Ask YC: Internet Startup or Big Powerhouse for a summer internship? - njoubert
Hello YC! I'm a current UC Berkeley computer science student in my junior year (and loving it), and I've been mulling around this question in my mind for the last couple of weeks: Should I spend my summer at a small (30 people) startup or at a reasonably big (1000 people) CS/Art company? I have an offer from each of these categories, the pay is the same, and i'm pretty sure both would be a great working environment. What I'm left to decide is which one to take, especially considering the experience and education I would get in each sphere.<p>I really can't decide, so I'm hoping for some opinions from the hackers here at YC news. Which would you choose?
======
brentr
If you have never worked for a major corporation, I would suggest taking the
job at the major corporation. You will have gained real-world experience and
the drive to never work for a major corporation ever again.

I recommend working for a major corporation at the early part of your career
because you will learn that inside a major corporation you are nothing but a
cog in the machine.

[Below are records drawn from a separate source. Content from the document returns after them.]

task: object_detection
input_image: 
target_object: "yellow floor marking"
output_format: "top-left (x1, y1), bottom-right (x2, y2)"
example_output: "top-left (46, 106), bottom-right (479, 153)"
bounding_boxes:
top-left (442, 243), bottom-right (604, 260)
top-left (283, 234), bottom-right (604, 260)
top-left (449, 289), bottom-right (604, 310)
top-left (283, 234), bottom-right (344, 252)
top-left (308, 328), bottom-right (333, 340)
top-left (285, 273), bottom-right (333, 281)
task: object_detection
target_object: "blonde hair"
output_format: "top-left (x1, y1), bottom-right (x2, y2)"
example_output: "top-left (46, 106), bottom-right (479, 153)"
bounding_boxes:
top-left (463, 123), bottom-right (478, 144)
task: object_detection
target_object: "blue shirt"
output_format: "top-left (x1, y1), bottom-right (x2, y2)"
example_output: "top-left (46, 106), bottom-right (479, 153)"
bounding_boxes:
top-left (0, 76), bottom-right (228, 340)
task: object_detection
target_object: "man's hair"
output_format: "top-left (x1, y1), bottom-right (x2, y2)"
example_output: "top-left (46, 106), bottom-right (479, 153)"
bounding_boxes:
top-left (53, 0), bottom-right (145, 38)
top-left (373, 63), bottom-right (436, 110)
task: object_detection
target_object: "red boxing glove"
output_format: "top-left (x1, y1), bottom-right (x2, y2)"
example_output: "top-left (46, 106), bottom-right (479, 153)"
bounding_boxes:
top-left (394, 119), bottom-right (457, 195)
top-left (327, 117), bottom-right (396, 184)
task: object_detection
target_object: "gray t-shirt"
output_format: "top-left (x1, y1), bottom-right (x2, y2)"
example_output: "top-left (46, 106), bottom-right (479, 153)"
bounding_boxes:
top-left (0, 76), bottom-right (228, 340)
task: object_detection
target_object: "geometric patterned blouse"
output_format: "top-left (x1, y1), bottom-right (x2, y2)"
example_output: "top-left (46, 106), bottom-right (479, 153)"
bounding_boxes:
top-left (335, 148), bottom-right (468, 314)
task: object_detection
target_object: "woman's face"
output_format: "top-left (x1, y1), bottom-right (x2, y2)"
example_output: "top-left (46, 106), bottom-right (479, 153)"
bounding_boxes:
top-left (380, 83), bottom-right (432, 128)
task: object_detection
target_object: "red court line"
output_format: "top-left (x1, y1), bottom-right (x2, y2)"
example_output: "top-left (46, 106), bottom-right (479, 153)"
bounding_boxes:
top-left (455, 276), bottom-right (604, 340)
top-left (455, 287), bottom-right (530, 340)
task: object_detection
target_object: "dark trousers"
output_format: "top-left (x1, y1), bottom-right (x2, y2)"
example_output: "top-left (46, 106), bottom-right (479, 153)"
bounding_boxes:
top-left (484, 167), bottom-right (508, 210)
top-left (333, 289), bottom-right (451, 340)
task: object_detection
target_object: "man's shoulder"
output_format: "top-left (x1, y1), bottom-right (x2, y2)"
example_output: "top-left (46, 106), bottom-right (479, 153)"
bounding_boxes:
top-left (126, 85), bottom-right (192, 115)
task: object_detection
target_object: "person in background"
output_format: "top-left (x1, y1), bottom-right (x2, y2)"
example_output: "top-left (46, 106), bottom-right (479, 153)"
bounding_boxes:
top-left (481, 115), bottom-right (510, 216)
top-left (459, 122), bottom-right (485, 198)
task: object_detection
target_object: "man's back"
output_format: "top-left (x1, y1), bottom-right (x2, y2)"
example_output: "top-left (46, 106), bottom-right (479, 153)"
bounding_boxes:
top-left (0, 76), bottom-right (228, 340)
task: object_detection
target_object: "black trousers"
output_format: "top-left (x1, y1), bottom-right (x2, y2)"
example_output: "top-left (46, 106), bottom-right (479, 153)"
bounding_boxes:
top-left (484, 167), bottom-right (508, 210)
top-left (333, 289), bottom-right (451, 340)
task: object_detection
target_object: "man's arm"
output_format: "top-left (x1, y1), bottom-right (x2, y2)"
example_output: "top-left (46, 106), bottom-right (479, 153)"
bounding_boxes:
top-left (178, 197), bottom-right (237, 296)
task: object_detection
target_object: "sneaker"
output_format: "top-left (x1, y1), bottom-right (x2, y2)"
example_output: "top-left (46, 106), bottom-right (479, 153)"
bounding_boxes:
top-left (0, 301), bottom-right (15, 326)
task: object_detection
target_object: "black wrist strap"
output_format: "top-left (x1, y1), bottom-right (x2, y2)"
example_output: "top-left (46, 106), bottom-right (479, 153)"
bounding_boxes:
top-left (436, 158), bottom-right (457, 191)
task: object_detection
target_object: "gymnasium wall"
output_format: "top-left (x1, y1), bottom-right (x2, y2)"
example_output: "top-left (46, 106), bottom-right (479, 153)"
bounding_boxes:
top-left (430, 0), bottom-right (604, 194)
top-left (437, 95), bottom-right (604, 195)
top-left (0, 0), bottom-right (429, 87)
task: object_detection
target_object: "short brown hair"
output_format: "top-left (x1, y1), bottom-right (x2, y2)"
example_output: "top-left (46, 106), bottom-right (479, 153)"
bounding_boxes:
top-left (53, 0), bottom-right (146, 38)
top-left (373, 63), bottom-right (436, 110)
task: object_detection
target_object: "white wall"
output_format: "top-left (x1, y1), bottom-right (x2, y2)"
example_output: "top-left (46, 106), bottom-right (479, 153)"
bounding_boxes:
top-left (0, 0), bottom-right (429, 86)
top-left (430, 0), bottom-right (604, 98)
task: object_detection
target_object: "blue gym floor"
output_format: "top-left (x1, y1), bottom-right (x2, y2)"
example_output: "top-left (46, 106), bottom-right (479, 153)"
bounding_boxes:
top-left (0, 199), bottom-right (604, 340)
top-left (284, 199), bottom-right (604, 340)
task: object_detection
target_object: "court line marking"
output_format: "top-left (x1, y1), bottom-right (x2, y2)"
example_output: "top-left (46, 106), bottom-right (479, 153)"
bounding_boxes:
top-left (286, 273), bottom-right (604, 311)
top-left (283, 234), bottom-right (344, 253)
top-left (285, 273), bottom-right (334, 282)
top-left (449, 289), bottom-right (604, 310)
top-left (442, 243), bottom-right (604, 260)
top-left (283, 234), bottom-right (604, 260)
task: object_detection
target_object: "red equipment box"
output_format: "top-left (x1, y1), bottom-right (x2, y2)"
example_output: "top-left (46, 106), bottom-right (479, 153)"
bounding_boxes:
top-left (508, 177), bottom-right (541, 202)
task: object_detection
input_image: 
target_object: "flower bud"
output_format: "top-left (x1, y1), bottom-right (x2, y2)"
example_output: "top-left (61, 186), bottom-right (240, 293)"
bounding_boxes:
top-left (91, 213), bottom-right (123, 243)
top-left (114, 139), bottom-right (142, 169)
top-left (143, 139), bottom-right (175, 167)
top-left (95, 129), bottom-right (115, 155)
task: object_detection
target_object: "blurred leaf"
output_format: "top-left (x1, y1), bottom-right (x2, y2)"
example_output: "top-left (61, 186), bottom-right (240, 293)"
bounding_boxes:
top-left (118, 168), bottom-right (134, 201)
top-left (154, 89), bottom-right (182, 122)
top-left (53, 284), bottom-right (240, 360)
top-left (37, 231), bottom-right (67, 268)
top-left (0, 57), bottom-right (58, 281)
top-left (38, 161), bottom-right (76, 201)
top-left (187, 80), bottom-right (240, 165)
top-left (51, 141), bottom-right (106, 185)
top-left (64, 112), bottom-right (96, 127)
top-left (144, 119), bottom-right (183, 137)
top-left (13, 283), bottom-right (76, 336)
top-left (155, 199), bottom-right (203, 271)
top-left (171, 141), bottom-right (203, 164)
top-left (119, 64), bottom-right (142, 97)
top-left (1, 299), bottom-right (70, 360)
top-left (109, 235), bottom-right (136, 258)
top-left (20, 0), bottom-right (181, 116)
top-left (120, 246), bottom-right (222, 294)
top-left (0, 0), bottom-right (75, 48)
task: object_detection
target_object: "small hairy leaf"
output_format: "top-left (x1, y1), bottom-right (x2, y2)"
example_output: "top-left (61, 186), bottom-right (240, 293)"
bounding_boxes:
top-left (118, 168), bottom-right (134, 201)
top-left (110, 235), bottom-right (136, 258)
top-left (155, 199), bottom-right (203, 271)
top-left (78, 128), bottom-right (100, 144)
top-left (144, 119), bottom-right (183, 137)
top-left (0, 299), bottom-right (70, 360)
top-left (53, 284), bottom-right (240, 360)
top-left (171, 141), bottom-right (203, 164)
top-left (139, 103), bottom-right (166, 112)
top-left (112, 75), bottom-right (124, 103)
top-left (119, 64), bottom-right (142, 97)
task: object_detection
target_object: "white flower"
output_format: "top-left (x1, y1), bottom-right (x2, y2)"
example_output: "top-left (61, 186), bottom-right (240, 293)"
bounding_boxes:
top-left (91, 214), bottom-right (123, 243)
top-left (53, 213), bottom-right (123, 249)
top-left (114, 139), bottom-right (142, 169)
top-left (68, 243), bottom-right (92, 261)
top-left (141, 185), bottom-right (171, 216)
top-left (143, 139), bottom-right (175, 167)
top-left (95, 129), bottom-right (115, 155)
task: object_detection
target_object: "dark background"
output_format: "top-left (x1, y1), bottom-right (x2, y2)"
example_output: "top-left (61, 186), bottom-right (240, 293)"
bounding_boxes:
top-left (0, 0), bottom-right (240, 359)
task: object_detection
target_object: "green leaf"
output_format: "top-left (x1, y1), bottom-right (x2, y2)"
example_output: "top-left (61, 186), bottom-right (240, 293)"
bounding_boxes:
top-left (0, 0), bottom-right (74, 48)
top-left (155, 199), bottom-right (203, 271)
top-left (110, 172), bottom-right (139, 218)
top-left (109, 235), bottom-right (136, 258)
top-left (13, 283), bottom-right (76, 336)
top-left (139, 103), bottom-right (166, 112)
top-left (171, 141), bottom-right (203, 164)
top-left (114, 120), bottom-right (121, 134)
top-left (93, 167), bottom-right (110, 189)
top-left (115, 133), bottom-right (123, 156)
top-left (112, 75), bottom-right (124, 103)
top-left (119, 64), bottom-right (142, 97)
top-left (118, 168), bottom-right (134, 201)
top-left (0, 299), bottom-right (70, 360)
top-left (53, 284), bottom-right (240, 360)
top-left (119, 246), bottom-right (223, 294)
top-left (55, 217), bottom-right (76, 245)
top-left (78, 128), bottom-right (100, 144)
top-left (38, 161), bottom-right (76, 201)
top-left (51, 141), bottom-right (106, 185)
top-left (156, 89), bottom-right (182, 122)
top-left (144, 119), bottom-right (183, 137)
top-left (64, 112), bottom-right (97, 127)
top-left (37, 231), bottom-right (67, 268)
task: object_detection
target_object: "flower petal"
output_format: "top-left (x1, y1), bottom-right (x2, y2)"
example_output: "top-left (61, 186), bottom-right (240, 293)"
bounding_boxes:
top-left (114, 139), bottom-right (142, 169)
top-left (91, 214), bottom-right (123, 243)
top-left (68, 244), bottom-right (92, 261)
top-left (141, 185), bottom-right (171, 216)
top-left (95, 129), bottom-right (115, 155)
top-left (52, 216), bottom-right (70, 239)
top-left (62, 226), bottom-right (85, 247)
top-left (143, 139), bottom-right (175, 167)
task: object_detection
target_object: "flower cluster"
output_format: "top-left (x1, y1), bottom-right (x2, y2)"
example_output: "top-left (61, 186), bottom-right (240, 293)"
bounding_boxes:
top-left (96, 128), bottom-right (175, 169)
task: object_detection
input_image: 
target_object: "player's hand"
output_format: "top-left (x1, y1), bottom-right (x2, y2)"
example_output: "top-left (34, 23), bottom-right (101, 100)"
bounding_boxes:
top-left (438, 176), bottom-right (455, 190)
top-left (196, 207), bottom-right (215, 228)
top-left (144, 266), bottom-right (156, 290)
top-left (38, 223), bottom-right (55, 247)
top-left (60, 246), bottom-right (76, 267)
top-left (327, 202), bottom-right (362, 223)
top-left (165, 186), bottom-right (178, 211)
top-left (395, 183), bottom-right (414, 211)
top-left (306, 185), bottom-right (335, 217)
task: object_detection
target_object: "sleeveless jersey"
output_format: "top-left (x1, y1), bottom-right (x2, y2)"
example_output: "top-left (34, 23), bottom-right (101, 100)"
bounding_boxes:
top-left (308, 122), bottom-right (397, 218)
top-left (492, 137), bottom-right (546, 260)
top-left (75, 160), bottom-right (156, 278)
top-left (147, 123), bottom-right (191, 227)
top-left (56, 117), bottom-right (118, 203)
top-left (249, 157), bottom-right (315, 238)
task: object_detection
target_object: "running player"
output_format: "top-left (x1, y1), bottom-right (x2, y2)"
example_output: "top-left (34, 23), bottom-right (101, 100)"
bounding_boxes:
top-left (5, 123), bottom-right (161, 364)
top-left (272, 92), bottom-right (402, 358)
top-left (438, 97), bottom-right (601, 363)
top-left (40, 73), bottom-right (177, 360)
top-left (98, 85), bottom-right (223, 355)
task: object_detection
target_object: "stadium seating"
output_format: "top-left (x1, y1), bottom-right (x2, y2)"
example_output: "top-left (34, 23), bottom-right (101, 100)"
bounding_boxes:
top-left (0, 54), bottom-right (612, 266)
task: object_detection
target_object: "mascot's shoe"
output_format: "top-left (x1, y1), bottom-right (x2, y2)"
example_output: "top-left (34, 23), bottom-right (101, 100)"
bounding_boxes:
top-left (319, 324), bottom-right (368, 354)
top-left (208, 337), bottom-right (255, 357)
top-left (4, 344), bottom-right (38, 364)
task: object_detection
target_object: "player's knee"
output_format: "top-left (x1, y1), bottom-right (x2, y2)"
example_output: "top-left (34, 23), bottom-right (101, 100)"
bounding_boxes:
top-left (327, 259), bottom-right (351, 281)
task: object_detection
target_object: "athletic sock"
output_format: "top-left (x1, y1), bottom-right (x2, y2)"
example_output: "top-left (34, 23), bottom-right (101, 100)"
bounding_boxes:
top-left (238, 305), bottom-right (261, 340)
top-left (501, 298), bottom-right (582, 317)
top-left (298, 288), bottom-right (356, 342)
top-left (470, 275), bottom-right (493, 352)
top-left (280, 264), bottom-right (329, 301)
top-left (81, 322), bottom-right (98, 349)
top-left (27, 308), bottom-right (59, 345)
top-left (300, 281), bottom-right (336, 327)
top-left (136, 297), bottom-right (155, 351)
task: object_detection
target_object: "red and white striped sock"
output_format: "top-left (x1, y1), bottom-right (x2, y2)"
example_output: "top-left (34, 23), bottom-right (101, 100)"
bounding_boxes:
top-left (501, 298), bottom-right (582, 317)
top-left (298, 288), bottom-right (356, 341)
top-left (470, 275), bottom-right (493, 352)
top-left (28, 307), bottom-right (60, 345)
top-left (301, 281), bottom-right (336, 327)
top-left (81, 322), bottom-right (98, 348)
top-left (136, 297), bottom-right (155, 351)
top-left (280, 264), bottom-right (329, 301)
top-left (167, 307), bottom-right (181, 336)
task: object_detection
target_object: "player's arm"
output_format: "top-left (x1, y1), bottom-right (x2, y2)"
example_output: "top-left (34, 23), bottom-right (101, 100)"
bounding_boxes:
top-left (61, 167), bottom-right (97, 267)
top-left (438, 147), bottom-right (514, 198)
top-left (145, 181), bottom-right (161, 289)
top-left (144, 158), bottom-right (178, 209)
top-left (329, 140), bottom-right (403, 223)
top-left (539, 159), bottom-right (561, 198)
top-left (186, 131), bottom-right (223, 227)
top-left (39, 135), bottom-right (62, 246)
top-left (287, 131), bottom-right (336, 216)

If you are happy doing that type of work then life for you
is set. If you are not happy doing that type of work, then you now have the
adult-equivalent of "don't touch that!" branded into your soul.

In essence, the only way to know what type of person you are, start-up or big
corporation, is to test the waters at a big corporation. The other way around
doesn't work in my opinion because you need a stable environment in which to
formulate a decision, and a startup would simply have to many unknowns to
formulate the decision properly.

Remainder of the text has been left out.